WASHINGTON: Donald Trump a pressé mercredi l'Iran de conclure un accord sur le nucléaire, affirmant sur sa plateforme Truth Social que "le temps était compté" avant une attaque américaine contre Téhéran.

"Espérons que l'Iran acceptera rapidement de +s'asseoir à la table+ et de négocier un accord juste et équitable - PAS D'ARMES NUCLÉAIRES", a écrit le président américain, menaçant d'une attaque "bien pire" que les frappes américaines en juin dernier contre des sites nucléaires iraniens.

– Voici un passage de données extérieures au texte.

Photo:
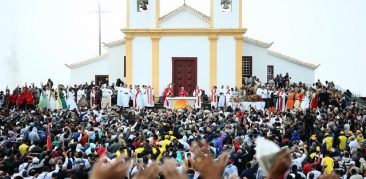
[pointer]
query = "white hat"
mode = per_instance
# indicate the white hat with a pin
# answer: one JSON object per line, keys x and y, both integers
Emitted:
{"x": 35, "y": 160}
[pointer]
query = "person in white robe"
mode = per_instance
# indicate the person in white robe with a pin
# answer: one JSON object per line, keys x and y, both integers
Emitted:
{"x": 168, "y": 92}
{"x": 228, "y": 95}
{"x": 48, "y": 96}
{"x": 71, "y": 104}
{"x": 143, "y": 90}
{"x": 126, "y": 95}
{"x": 221, "y": 95}
{"x": 197, "y": 94}
{"x": 281, "y": 100}
{"x": 106, "y": 97}
{"x": 213, "y": 97}
{"x": 137, "y": 98}
{"x": 80, "y": 94}
{"x": 120, "y": 92}
{"x": 305, "y": 104}
{"x": 93, "y": 93}
{"x": 150, "y": 96}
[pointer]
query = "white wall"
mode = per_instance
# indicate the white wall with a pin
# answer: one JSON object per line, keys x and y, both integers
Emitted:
{"x": 184, "y": 16}
{"x": 116, "y": 65}
{"x": 226, "y": 61}
{"x": 261, "y": 59}
{"x": 143, "y": 19}
{"x": 87, "y": 72}
{"x": 184, "y": 47}
{"x": 142, "y": 61}
{"x": 226, "y": 19}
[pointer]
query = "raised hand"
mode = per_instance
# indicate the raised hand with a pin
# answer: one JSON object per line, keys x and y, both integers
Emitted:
{"x": 207, "y": 167}
{"x": 328, "y": 176}
{"x": 282, "y": 163}
{"x": 170, "y": 171}
{"x": 116, "y": 170}
{"x": 150, "y": 172}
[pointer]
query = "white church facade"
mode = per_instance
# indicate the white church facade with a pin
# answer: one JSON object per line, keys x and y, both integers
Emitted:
{"x": 187, "y": 48}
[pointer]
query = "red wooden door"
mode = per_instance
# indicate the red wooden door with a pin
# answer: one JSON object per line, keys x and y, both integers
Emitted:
{"x": 184, "y": 74}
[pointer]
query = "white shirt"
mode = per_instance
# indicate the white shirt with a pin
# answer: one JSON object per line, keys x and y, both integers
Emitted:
{"x": 106, "y": 92}
{"x": 316, "y": 174}
{"x": 353, "y": 144}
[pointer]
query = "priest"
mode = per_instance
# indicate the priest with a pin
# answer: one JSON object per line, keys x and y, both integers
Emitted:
{"x": 106, "y": 97}
{"x": 197, "y": 94}
{"x": 137, "y": 98}
{"x": 120, "y": 95}
{"x": 182, "y": 92}
{"x": 126, "y": 96}
{"x": 168, "y": 92}
{"x": 222, "y": 98}
{"x": 150, "y": 96}
{"x": 213, "y": 97}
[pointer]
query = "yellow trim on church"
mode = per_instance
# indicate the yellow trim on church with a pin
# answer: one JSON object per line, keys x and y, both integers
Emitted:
{"x": 127, "y": 13}
{"x": 213, "y": 60}
{"x": 155, "y": 40}
{"x": 211, "y": 13}
{"x": 157, "y": 13}
{"x": 129, "y": 61}
{"x": 185, "y": 32}
{"x": 238, "y": 61}
{"x": 240, "y": 13}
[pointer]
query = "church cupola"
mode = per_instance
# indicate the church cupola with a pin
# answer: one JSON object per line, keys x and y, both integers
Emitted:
{"x": 142, "y": 14}
{"x": 226, "y": 13}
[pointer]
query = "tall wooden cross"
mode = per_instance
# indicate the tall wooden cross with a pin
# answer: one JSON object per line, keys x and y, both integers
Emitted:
{"x": 99, "y": 11}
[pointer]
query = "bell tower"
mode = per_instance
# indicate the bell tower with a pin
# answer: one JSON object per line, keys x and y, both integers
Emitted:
{"x": 142, "y": 14}
{"x": 226, "y": 14}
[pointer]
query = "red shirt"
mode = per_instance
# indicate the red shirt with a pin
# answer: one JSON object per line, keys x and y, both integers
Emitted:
{"x": 28, "y": 97}
{"x": 182, "y": 93}
{"x": 13, "y": 98}
{"x": 102, "y": 150}
{"x": 167, "y": 92}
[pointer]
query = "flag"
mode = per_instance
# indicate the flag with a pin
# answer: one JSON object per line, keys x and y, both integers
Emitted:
{"x": 49, "y": 141}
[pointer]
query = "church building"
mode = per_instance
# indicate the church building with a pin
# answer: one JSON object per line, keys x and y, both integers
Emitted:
{"x": 187, "y": 48}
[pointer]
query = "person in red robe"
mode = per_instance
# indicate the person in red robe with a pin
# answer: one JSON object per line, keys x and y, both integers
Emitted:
{"x": 21, "y": 99}
{"x": 182, "y": 92}
{"x": 13, "y": 99}
{"x": 168, "y": 92}
{"x": 28, "y": 95}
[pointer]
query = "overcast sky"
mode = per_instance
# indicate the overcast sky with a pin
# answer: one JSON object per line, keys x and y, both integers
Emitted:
{"x": 44, "y": 34}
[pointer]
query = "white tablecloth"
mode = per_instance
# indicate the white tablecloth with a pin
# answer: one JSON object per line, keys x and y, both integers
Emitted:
{"x": 246, "y": 105}
{"x": 179, "y": 102}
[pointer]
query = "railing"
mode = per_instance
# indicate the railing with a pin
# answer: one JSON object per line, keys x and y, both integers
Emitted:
{"x": 355, "y": 96}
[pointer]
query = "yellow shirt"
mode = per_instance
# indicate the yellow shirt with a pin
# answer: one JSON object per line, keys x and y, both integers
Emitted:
{"x": 23, "y": 149}
{"x": 359, "y": 139}
{"x": 165, "y": 143}
{"x": 342, "y": 142}
{"x": 118, "y": 153}
{"x": 329, "y": 143}
{"x": 329, "y": 163}
{"x": 162, "y": 150}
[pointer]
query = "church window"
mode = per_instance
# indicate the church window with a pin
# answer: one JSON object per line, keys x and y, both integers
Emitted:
{"x": 246, "y": 67}
{"x": 269, "y": 72}
{"x": 226, "y": 5}
{"x": 142, "y": 5}
{"x": 124, "y": 66}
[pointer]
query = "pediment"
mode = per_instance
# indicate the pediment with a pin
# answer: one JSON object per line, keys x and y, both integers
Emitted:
{"x": 185, "y": 17}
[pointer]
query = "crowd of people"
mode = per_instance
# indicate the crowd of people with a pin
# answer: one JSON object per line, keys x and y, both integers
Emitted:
{"x": 105, "y": 132}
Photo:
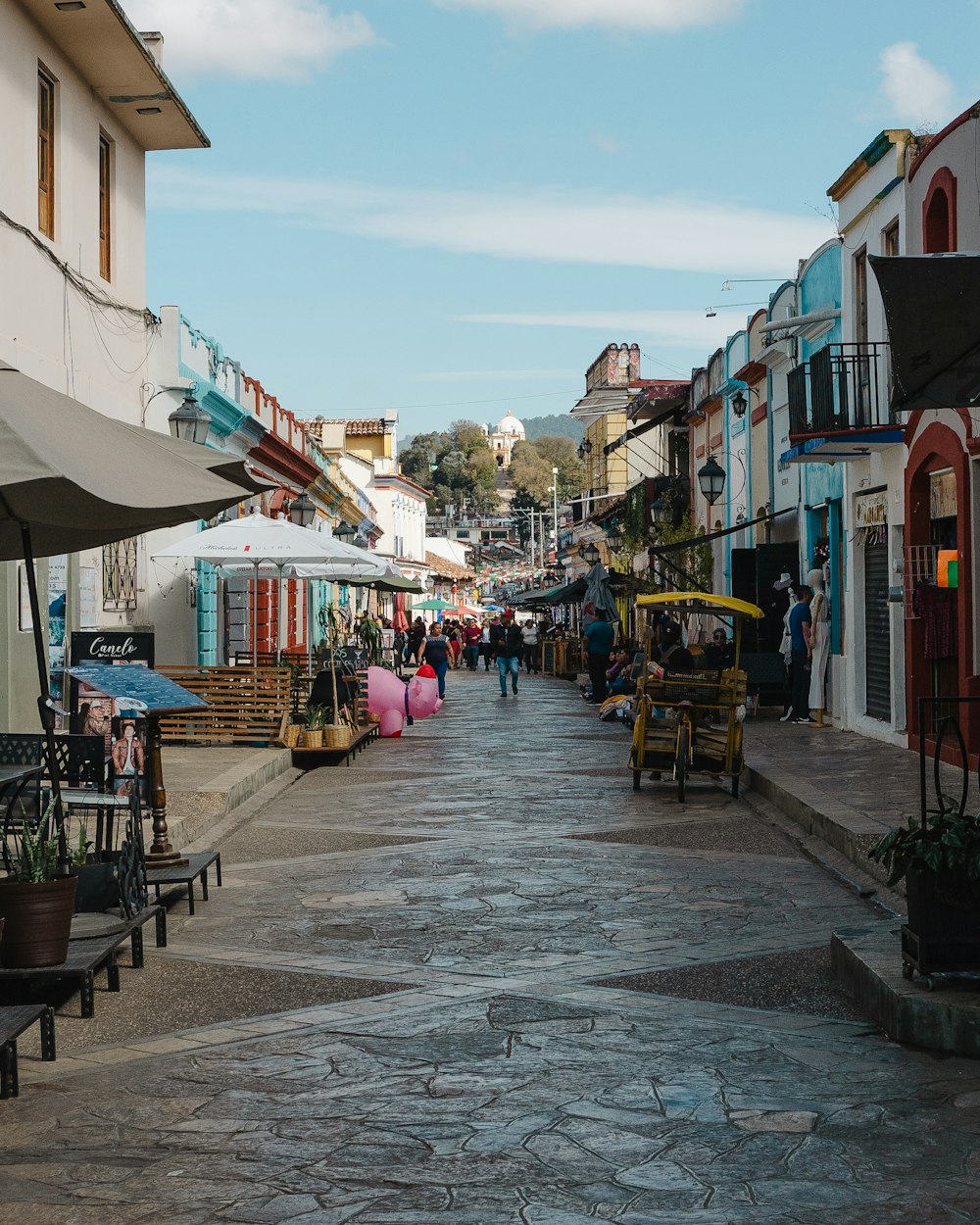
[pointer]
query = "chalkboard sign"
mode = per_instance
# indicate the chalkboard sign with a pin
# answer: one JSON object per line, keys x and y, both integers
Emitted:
{"x": 136, "y": 689}
{"x": 356, "y": 658}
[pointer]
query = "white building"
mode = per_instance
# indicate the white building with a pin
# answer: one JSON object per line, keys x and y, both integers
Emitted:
{"x": 83, "y": 98}
{"x": 871, "y": 200}
{"x": 503, "y": 439}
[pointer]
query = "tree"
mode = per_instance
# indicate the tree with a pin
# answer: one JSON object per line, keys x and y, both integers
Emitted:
{"x": 532, "y": 464}
{"x": 456, "y": 465}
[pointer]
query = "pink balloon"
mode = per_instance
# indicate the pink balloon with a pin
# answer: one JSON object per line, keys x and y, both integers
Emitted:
{"x": 391, "y": 724}
{"x": 422, "y": 696}
{"x": 385, "y": 691}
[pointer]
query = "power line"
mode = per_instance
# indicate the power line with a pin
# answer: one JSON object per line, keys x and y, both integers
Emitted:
{"x": 465, "y": 403}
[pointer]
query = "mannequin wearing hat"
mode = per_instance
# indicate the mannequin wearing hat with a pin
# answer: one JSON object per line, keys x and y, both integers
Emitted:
{"x": 819, "y": 612}
{"x": 775, "y": 612}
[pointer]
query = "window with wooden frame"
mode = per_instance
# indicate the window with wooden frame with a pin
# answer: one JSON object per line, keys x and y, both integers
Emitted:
{"x": 106, "y": 207}
{"x": 45, "y": 153}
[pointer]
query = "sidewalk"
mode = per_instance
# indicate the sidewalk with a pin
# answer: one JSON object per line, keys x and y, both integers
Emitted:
{"x": 844, "y": 788}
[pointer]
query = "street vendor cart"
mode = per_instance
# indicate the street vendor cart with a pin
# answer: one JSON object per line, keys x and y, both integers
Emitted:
{"x": 691, "y": 721}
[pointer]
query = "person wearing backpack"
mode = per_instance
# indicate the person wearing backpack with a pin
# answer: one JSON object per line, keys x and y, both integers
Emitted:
{"x": 510, "y": 650}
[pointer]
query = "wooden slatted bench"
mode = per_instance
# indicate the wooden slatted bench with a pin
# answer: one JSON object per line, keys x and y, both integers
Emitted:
{"x": 310, "y": 759}
{"x": 13, "y": 1023}
{"x": 88, "y": 956}
{"x": 186, "y": 873}
{"x": 245, "y": 706}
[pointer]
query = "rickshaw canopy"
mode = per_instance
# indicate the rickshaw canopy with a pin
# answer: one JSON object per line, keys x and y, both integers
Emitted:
{"x": 701, "y": 602}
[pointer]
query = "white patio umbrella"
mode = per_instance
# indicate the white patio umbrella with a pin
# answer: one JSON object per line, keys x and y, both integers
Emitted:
{"x": 72, "y": 479}
{"x": 256, "y": 542}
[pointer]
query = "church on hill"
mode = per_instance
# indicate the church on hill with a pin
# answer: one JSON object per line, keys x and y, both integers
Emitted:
{"x": 503, "y": 437}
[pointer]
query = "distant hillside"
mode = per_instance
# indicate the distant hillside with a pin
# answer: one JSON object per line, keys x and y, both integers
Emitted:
{"x": 534, "y": 426}
{"x": 558, "y": 422}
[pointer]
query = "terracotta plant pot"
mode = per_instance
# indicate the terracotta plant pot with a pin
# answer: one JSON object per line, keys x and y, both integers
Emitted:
{"x": 37, "y": 921}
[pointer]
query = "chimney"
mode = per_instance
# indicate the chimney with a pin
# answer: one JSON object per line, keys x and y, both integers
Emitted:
{"x": 153, "y": 43}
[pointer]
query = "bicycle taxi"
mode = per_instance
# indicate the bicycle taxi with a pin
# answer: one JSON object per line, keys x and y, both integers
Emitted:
{"x": 691, "y": 721}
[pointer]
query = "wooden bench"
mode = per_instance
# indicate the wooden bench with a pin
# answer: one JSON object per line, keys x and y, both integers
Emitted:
{"x": 245, "y": 706}
{"x": 13, "y": 1023}
{"x": 89, "y": 955}
{"x": 312, "y": 759}
{"x": 186, "y": 873}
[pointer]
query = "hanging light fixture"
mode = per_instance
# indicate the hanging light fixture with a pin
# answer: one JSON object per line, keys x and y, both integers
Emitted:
{"x": 190, "y": 421}
{"x": 711, "y": 480}
{"x": 303, "y": 511}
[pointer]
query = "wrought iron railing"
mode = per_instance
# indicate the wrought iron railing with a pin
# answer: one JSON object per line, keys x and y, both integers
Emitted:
{"x": 848, "y": 390}
{"x": 939, "y": 716}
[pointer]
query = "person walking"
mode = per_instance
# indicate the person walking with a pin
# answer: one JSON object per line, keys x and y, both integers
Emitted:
{"x": 471, "y": 633}
{"x": 802, "y": 648}
{"x": 435, "y": 652}
{"x": 486, "y": 650}
{"x": 416, "y": 640}
{"x": 599, "y": 635}
{"x": 529, "y": 637}
{"x": 509, "y": 655}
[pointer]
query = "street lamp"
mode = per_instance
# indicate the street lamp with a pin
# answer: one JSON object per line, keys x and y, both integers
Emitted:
{"x": 711, "y": 480}
{"x": 190, "y": 421}
{"x": 303, "y": 511}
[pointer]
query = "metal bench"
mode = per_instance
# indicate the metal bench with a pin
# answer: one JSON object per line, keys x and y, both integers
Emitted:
{"x": 86, "y": 956}
{"x": 13, "y": 1023}
{"x": 186, "y": 873}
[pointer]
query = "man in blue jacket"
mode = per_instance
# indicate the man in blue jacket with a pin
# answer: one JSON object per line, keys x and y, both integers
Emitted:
{"x": 599, "y": 636}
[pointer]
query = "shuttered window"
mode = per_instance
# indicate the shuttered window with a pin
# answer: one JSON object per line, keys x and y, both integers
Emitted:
{"x": 106, "y": 207}
{"x": 45, "y": 153}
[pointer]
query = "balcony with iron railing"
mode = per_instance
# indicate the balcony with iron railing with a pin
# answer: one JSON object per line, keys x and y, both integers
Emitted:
{"x": 843, "y": 390}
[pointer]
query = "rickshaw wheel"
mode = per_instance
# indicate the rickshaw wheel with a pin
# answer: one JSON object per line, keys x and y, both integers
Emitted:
{"x": 684, "y": 745}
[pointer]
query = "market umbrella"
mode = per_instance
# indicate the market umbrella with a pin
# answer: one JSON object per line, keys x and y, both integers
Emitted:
{"x": 434, "y": 606}
{"x": 400, "y": 621}
{"x": 73, "y": 479}
{"x": 256, "y": 542}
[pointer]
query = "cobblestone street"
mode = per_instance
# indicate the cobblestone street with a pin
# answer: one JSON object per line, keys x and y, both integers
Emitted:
{"x": 461, "y": 893}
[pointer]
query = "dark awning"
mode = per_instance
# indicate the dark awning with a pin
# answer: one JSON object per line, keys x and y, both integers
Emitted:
{"x": 932, "y": 310}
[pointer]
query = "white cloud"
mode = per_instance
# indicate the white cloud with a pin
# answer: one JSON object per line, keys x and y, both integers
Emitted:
{"x": 680, "y": 328}
{"x": 917, "y": 92}
{"x": 539, "y": 224}
{"x": 258, "y": 39}
{"x": 637, "y": 15}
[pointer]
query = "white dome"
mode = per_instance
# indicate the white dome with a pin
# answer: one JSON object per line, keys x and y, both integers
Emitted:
{"x": 510, "y": 425}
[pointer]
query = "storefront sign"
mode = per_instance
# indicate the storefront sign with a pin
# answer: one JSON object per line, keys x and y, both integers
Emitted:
{"x": 871, "y": 510}
{"x": 942, "y": 495}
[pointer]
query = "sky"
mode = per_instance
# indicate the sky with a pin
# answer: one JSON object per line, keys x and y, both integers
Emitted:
{"x": 450, "y": 207}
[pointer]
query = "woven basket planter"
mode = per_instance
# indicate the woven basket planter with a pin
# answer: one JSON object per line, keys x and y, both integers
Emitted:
{"x": 336, "y": 735}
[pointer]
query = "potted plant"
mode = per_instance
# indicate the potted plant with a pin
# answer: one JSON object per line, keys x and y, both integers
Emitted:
{"x": 37, "y": 901}
{"x": 313, "y": 733}
{"x": 939, "y": 860}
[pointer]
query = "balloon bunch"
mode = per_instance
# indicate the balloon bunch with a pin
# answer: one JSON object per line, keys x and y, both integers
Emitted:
{"x": 395, "y": 700}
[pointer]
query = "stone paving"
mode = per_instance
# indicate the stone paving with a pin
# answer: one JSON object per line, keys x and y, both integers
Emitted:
{"x": 501, "y": 1084}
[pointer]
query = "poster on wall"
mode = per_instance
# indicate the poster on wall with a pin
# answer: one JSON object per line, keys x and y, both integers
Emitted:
{"x": 91, "y": 711}
{"x": 58, "y": 596}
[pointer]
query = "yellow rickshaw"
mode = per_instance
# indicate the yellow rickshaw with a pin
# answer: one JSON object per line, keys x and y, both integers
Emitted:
{"x": 691, "y": 721}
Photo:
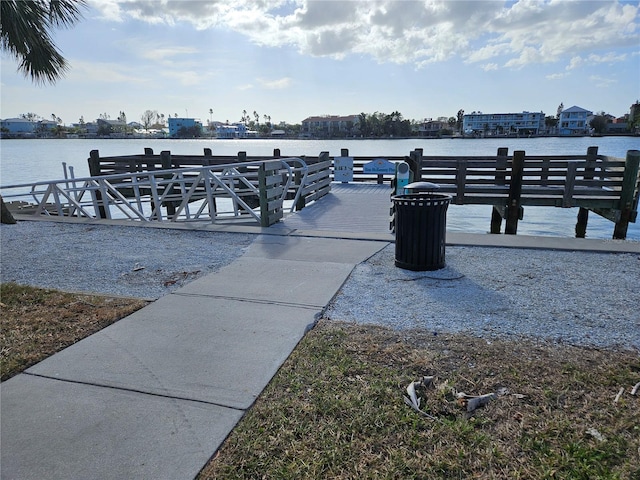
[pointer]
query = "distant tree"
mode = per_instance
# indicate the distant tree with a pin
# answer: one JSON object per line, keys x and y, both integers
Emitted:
{"x": 598, "y": 123}
{"x": 26, "y": 33}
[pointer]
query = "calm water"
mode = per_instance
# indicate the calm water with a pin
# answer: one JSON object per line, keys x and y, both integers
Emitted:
{"x": 24, "y": 161}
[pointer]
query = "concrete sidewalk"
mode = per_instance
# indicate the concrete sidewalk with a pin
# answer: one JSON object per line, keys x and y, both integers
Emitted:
{"x": 155, "y": 394}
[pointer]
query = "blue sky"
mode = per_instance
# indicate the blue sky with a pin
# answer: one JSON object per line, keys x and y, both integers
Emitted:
{"x": 290, "y": 59}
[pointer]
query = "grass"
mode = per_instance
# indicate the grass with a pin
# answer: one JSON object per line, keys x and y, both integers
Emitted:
{"x": 35, "y": 323}
{"x": 335, "y": 409}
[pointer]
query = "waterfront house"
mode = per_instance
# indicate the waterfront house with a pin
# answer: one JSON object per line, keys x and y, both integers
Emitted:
{"x": 176, "y": 125}
{"x": 503, "y": 124}
{"x": 18, "y": 127}
{"x": 329, "y": 126}
{"x": 434, "y": 128}
{"x": 574, "y": 121}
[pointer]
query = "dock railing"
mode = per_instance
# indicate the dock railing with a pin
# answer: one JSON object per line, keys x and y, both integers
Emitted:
{"x": 212, "y": 193}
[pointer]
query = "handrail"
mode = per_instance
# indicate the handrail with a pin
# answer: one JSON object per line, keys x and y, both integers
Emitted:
{"x": 173, "y": 189}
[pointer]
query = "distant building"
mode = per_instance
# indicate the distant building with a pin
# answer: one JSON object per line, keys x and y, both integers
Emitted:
{"x": 574, "y": 121}
{"x": 176, "y": 124}
{"x": 330, "y": 126}
{"x": 433, "y": 128}
{"x": 502, "y": 124}
{"x": 234, "y": 130}
{"x": 20, "y": 127}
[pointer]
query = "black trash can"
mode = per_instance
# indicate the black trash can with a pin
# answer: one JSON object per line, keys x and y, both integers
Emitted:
{"x": 420, "y": 223}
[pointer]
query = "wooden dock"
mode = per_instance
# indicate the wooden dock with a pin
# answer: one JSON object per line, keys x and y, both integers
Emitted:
{"x": 349, "y": 208}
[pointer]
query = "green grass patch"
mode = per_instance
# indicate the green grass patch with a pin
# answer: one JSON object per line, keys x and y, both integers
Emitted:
{"x": 335, "y": 410}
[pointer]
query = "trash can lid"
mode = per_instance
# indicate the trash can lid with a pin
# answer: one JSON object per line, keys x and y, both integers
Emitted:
{"x": 422, "y": 186}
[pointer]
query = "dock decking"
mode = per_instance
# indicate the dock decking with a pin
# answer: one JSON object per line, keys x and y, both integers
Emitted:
{"x": 349, "y": 208}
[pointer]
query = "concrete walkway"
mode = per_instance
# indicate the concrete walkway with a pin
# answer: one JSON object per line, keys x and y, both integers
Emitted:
{"x": 155, "y": 394}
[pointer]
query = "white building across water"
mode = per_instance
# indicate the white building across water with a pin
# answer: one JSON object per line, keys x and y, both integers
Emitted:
{"x": 498, "y": 124}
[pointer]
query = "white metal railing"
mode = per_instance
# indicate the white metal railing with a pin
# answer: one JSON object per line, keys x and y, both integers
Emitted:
{"x": 211, "y": 193}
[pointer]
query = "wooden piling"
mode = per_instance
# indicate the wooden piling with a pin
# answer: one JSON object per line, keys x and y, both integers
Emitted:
{"x": 515, "y": 193}
{"x": 497, "y": 211}
{"x": 589, "y": 173}
{"x": 629, "y": 184}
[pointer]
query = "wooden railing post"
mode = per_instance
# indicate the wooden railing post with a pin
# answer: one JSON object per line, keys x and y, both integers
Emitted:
{"x": 628, "y": 195}
{"x": 94, "y": 171}
{"x": 501, "y": 179}
{"x": 271, "y": 191}
{"x": 515, "y": 193}
{"x": 165, "y": 161}
{"x": 589, "y": 172}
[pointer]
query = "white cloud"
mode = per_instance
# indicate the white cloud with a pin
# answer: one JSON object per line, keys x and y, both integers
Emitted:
{"x": 185, "y": 78}
{"x": 276, "y": 84}
{"x": 519, "y": 33}
{"x": 594, "y": 59}
{"x": 556, "y": 76}
{"x": 489, "y": 66}
{"x": 102, "y": 72}
{"x": 603, "y": 82}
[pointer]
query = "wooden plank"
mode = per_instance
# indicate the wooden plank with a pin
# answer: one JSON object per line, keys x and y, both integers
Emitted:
{"x": 628, "y": 195}
{"x": 569, "y": 185}
{"x": 515, "y": 187}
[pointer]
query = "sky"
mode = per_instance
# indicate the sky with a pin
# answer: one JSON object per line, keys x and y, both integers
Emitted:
{"x": 291, "y": 59}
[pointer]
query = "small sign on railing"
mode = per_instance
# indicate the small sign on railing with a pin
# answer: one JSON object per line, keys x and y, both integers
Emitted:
{"x": 379, "y": 166}
{"x": 343, "y": 169}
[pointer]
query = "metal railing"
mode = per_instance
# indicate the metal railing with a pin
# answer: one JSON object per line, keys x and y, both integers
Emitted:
{"x": 211, "y": 193}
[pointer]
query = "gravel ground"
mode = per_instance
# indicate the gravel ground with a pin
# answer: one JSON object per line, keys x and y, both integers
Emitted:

Washington a renforcé sa présence dans le Golfe en y envoyant le porte-avions Abraham Lincoln et son escorte, dont l'armée américaine a annoncé lundi l'arrivée sur place.

Evoquant une "armada massive", Donald Trump a affirmé qu'il s'agissait d'"une flotte plus importante (...) que celle envoyée au Venezuela", en référence à l'important dispositif militaire déployé depuis cet été dans les Caraïbes.

"Comme dans le cas du Venezuela, elle est prête, disposée et capable d'accomplir rapidement sa mission, avec rapidité et violence si nécessaire", a-t-il ajouté.

Les tensions entre les Etats-Unis et l'Iran sont au plus haut depuis que Téhéran a réprimé dans le sang les manifestations d'ampleur qui se sont tenues au début d'année dans le pays.

Les autorités iraniennes avaient signalé qu'un canal de communication avait été ouvert avec Washington, mais le chef de la diplomatie iranienne Abbas Araghchi a estimé mercredi que pour négocier, les Américains allaient devoir "cesser les menaces, les demandes excessives".